Trouble with NAT

krjay

Hello all,

I'm having a bit of trouble with configuring NAT on my cisco router. My local network is able to get out to the internet as the 192.168.0.0 network gets translated to 1.1.1.2. The problem is I have a web server in that same local network I want to access via a second inside global IP address (1.1.1.3). When I insert the static NAT command for the web server (192.168.0.100), it becomes unable to ping anything on the internet. I believe I should be able to ping 1.1.1.3 from a device on the internet


I've supplied the relevant commands here:

interface FastEthernet0/0
 ip address 192.168.0.1 255.255.255.0
 ip nat inside

interface FastEthernet0/1
 ip address 1.1.1.2 255.255.255.248
 ip nat outside


ip route 0.0.0.0 0.0.0.0 f0/1

ip nat inside source list 5 interface f0/1 overload
ip nat inside source static 192.168.0.100 1.1.1.3

ACL 5 contains:
permit 192.168.0.0 0.0.0.255

I've also tried the following instead of the static NAT line above but it didn't work either:

ip nat inside source static tcp 192.168.0.100 80 1.1.1.3 80

I will post the actual config later when I have access so there may be a typo or two in my paraphrasing, however I think I'm doing something fundamentally wrong using multiple internet IPs.

iamme4eva

If you are trying to advertise 1.1.1.3 into the internet, I imagine your ISP will stop that unless you actually own the IP.

krjay

Sorry 1.1.1.1 was an example. The actual block of 2 IPs I'm using to test NAT we do own

JoeBirds

You are telling NAT to use 2 different public IP addresses to translate. You are telling it to use 1.1.1.3 with your source static command and 1.1.1.2 when you specify the fa0/1 interface with your overload command. Since the whole purpose of overloading is to use one IP address, you might be confusing your router with the conflicting commands. Trying removing the source static line to see if this fixes the issue.

I realize that you're trying to keep your server at just 1.1.1.3, but your also telling it to be translated to 1.1.1.2 as the IP 192.168.0.100 is included in your access list as well. Might I suggest putting your server in a different VLAN. After you configure VLAN routing, you can create another static mapping to allow your server (which is now on another subnet) to be translated to 1.1.1.3:

ip nat inside source static 172.16.1.1 1.1.1.3

Something like that would work.

krjay

Thanks for the reply, I will try putting the server on a different subnet. Do you think if I left everything the same except added a deny line in ACL 5 that denies the 192.168.0.100 host would work as well?

JoeBirds

Double check and ensure that your ISP is not using 1.1.1.3 on the other end of the link as that could also be what is causing the issue.

eten

You shouldn't need a deny statement as statics have higher order of operation. Static NATs should appear in the translation table when you issue a "show ip nat trans" without needing an active translation.

JoeBirds made a good point. Make sure your ISP isn't using that IP as your default route points to an interface. Can you ping 1.1.1.3 when you remove the static or do a traceroute to see if its in use? Do you have any ACLs or inspect rules? Can you run debugs?

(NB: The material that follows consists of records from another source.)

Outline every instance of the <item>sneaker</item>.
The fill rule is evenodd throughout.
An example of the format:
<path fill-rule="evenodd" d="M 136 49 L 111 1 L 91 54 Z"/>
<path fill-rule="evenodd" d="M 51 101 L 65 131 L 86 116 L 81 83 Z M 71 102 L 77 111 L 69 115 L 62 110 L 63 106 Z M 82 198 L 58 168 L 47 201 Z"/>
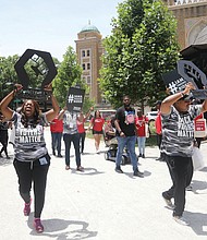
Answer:
<path fill-rule="evenodd" d="M 76 170 L 77 170 L 77 171 L 84 171 L 84 167 L 80 166 L 80 167 L 77 167 Z"/>
<path fill-rule="evenodd" d="M 187 187 L 185 188 L 185 190 L 186 190 L 186 191 L 193 191 L 193 187 L 192 187 L 192 185 L 187 185 Z"/>
<path fill-rule="evenodd" d="M 70 168 L 70 166 L 66 165 L 66 166 L 65 166 L 65 170 L 69 170 L 69 169 L 71 169 L 71 168 Z"/>
<path fill-rule="evenodd" d="M 157 158 L 156 160 L 165 161 L 165 159 L 163 159 L 162 157 L 159 157 L 159 158 Z"/>
<path fill-rule="evenodd" d="M 134 171 L 134 176 L 139 177 L 139 178 L 144 178 L 144 173 L 141 172 L 138 169 L 136 171 Z"/>
<path fill-rule="evenodd" d="M 41 224 L 40 218 L 35 218 L 35 219 L 34 219 L 34 227 L 35 227 L 35 230 L 36 230 L 38 233 L 40 233 L 40 232 L 44 231 L 44 226 L 42 226 L 42 224 Z"/>
<path fill-rule="evenodd" d="M 190 225 L 190 223 L 183 216 L 173 216 L 173 219 L 180 225 L 183 225 L 183 226 Z"/>
<path fill-rule="evenodd" d="M 174 204 L 172 203 L 172 201 L 166 199 L 166 197 L 163 196 L 163 194 L 162 194 L 162 197 L 163 197 L 163 201 L 166 202 L 166 205 L 167 205 L 166 207 L 169 208 L 169 209 L 174 209 Z"/>
<path fill-rule="evenodd" d="M 123 173 L 123 171 L 122 171 L 122 169 L 121 169 L 120 166 L 119 166 L 119 167 L 115 167 L 115 171 L 117 171 L 118 173 Z"/>
<path fill-rule="evenodd" d="M 31 203 L 32 203 L 32 199 L 29 203 L 24 204 L 24 209 L 23 209 L 24 216 L 28 216 L 31 214 Z"/>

Below is an article from Cisco that is similar to your setup:
Configuring Static and Dynamic NAT Simultaneously - Cisco Systems

krjay

I think using the interface as the default route might have been my problem. I'm not sure why I did that in the first place, after going over my CCNA notes and reading material it never mentions any reason for doing that with the default route. It seems to be working in the lab setting (it did previously as well though). I will test it with the ISP some time this week.